Sciex 5500 qtrap triple quadrupole mass spectrometer

Samples were previously quantified by microBCA analysis (Pierce) and similar amounts (5 µg per sample) were individually dissolved in 8 M urea, 25 mM ammonium bicarbonate, reduced with DTT, and alkylated with iodoacetamide, according to a method described by López-Ferrer et al. (2004) (link). Digested samples were diluted with 0.2% trifluoroacetic acid in water and subjected to multiple reaction monitoring analysis using a 1D Plus nanoLC Ultra system (Eksigent, Dublin, CA, USA) interfaced to a Sciex 5500 QTRAP triple quadrupole mass spectrometer (Sciex, Framingham, MA, USA) equipped with a nano-electrospray ionization source and controlled by Analyst v.1.5.2. software (ABSciex).
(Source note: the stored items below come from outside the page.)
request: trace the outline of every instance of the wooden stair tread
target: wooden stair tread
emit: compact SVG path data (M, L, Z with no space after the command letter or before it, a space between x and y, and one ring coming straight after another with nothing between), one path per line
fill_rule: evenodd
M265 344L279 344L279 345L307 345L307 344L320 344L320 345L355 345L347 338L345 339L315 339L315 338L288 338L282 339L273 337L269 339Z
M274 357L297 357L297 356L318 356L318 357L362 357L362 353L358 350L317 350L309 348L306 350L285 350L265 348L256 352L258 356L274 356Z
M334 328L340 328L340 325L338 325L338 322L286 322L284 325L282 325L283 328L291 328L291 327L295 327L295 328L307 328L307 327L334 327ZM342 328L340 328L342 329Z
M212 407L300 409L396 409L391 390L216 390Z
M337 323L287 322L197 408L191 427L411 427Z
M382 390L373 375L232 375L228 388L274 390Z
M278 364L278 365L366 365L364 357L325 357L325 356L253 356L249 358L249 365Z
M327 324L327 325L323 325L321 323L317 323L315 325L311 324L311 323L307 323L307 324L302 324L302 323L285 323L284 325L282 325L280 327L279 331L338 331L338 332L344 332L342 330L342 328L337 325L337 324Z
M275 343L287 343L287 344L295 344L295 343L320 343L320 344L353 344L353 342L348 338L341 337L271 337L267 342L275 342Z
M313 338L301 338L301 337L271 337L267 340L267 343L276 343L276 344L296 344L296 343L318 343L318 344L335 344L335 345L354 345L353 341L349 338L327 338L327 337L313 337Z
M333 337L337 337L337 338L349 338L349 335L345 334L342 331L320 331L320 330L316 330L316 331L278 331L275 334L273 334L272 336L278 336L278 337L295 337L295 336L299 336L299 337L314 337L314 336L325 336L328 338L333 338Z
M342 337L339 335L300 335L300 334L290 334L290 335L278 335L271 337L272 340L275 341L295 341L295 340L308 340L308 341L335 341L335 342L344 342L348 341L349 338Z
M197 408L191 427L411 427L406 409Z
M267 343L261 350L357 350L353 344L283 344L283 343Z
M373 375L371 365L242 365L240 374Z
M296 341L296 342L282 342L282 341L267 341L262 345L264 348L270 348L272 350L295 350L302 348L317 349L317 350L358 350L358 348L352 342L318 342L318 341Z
Trypsin-digested samples were loaded online on a C18 PepMap 300 µm internal diameter × 5 mm trapping column (5 µm, 100 Å, Thermo Scientific) and separated using a BioSphere C18 75 µm internal diameter × 150 mm capillary column (3 µm, 120 Å, Nanoseparations). A list of 84 transitions (usually 3–4 per peptide, with a preference toward higher-mass y series ions), corresponding to 21 unique peptides selected for 10 different proteins, was monitored. Skyline software determined automatically the collision energy values for the candidate peptides according to MacLean et al. (2010) (link).